Rolle hasn't been getting much of anything lately in the Giants' defensive backfield. He's the leader of a unit that has been the team's biggest weakness, and his own play has come under increasing scrutiny. The Giants signed Rolle last year to a five-year, $37-million deal that made him the NFL's highest-paid safety at the time, but his production hardly reflects the investment. In each of his first two seasons with the Giants, he has only one interception.
So for all the good that the Giants' offense has done in recent weeks, the problems defending the pass continue to threaten the team's playoff push. The outspoken Rolle, one of the most widely quoted players on the team whose weekly radio appearances on WFAN almost always make news, has become increasingly agitated by his unit's poor performance.
Unfortunately, Rolle is often first to the microphone but last to the ball. The Giants need him to step up in a big way and begin to eliminate the defensive problems that are threatening to undo all the offensive magic from Eli Manning & Co. Rolle has made a big impact with his words; now it's time for his play to start providing the answers.

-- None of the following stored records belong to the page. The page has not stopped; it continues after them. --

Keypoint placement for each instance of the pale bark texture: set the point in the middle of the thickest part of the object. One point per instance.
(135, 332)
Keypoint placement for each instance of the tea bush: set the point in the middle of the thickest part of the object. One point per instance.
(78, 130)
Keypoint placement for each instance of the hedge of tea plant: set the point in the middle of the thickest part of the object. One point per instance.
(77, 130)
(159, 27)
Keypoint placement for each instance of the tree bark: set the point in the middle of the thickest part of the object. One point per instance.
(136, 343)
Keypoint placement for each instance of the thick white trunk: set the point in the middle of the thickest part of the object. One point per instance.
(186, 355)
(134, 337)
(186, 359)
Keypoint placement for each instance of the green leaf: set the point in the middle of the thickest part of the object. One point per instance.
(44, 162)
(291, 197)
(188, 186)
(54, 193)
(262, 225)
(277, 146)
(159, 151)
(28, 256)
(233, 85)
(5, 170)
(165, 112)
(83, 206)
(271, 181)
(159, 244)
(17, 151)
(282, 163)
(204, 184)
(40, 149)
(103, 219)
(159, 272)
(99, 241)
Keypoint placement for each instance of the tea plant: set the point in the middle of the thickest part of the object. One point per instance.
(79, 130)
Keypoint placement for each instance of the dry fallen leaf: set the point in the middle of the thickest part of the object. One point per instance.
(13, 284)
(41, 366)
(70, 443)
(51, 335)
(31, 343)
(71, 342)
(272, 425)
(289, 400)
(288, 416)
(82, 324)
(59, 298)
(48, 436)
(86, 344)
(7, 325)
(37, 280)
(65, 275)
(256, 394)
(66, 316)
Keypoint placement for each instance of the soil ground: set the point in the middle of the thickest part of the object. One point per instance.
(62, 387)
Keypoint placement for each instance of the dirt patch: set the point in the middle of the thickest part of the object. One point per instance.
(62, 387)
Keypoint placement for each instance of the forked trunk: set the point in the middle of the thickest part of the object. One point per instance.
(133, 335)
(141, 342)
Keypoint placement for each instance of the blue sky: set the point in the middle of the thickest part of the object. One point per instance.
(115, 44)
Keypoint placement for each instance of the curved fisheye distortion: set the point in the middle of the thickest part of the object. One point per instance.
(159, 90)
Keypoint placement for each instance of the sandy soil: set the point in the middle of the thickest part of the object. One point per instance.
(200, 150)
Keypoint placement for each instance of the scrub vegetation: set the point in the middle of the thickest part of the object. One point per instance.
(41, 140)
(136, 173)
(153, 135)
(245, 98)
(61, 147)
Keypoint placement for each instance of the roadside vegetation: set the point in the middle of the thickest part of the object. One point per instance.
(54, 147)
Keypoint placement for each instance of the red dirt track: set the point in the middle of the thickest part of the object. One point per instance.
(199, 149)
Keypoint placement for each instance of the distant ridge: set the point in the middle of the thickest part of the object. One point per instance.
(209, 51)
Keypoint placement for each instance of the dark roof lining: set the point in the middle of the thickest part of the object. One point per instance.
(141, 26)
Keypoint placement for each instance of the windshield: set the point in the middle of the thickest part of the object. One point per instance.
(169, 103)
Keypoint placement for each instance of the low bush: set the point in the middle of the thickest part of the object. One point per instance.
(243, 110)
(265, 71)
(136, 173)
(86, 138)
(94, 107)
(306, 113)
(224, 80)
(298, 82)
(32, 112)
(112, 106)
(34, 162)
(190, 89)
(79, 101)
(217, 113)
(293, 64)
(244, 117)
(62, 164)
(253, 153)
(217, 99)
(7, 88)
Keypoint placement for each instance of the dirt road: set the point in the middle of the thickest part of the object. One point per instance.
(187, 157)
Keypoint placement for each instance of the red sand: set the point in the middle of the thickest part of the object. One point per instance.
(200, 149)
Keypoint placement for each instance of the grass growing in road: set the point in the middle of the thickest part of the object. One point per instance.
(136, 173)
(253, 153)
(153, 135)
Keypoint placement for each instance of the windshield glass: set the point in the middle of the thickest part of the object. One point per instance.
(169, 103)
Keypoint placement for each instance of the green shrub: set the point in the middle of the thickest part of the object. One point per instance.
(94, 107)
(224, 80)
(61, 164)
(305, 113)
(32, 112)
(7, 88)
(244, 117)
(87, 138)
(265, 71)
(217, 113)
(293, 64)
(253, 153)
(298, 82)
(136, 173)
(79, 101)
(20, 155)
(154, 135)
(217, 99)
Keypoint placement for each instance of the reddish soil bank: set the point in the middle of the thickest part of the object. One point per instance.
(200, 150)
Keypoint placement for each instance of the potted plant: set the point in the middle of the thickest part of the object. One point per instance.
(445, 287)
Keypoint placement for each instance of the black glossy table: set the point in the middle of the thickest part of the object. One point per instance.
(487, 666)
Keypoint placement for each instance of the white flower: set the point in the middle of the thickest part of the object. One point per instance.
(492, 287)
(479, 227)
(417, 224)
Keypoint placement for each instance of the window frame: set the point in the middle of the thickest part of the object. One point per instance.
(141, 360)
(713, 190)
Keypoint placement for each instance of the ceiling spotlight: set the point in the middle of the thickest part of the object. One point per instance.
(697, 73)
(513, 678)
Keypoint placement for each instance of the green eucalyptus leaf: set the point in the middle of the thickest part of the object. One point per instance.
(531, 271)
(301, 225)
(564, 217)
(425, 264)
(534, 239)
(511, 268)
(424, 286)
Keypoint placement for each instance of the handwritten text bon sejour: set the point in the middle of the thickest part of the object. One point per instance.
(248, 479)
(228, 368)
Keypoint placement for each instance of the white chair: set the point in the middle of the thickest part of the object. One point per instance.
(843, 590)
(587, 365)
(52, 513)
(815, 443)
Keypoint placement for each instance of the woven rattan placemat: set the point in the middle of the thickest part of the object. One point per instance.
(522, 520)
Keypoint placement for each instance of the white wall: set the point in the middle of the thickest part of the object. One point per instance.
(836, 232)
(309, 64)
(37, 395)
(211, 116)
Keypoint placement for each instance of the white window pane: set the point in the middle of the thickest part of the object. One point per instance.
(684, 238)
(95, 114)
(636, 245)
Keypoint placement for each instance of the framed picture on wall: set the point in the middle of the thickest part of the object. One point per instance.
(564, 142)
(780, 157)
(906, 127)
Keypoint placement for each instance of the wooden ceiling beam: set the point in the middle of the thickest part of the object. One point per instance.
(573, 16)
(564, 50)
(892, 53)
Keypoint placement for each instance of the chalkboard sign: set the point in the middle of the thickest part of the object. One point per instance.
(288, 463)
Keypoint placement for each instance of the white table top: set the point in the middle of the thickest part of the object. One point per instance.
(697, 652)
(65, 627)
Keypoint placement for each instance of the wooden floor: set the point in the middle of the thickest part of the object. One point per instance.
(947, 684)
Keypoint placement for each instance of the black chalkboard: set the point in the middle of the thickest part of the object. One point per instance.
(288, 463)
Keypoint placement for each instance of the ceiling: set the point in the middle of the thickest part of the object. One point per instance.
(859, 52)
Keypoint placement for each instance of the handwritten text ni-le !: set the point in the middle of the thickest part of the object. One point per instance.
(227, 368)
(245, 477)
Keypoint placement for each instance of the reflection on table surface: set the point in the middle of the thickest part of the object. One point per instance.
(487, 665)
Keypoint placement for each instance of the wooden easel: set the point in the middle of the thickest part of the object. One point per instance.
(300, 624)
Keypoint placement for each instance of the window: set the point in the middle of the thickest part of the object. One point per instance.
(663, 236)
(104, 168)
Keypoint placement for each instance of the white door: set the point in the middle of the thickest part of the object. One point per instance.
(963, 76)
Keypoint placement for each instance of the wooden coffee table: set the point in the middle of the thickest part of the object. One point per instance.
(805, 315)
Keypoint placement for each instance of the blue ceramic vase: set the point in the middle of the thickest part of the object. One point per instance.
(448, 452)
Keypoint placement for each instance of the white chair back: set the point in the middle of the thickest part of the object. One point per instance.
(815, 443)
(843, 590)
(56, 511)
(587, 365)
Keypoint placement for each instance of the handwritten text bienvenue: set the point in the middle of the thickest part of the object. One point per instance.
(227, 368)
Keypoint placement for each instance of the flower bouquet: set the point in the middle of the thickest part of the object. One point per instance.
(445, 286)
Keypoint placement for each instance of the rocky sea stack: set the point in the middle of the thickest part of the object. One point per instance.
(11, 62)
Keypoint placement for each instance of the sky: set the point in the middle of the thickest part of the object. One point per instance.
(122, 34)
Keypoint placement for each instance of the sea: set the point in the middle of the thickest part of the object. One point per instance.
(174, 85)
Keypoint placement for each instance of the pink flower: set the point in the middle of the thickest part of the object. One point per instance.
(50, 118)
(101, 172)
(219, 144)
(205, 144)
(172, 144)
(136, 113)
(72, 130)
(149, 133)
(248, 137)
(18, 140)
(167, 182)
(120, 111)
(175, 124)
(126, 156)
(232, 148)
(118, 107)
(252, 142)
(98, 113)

To hear Rolle explain it, he's doing everything asked by defensive coordinator Perry Fewell, and it's not all his fault that the Giants are among the worst pass defenses in the NFL. But he's certainly not helping.
The numbers are disturbing:
The Giants have allowed the sixth-most points per game (26.8) in the NFL.
Their pass defense has allowed 3,428 yards, the fourth- worst mark in the league.
Only the Vikings (26) have allowed more touchdown passes than the Giants (24).
Only the Patriots (68) have allowed more passing plays of 20 yards or more than the Giants (56).
The sum total of Rolle's production: 77 tackles, one forced fumble and one interception. There are 17 free safeties who have more picks.
"I play and do what I'm told to do and do it very effectively," Rolle said. "I have to do what I'm told."
Hmmm. That sounds like a player who would rather do as he pleased, not as he's told. Rolle admitted as much.
"If it was up to me, I'd be back deep, hunting the ball, doing what I love to do, but that's not what the defense calls for right now," he said. "That's not what's required of me right now with the position that I'm playing and the roles that I play. I have to do exactly how my defensive coordinator wants me to do it and I've been doing that extremely well all season long."
Well, if that were the case, then would the Giants' defense be this erratic? The secondary allowed four passing touchdowns against the Cowboys in the Giants' 37-34 victory on Sunday night, the third game in a row they've been burned for four passing scores.
While the Giants exulted in victory, Rolle's feelings were mixed because of the pass defense's poor performance.
"Personally speaking, I wasn't all upbeat after the win," he said. "I understand the win and that we did fight hard, but other things went through my mind. I know how the outcome should have been."
He thinks it should have been a much easier win than it turned out to be. But he believes there's time for the Giants' defense to correct the mistakes.
"We have to play big in order for us to get to where we want to get to with this postseason," he said. "We have to step our game up."
No one needs to step up his game more than Rolle. Sunday against the Redskins is a good time to start.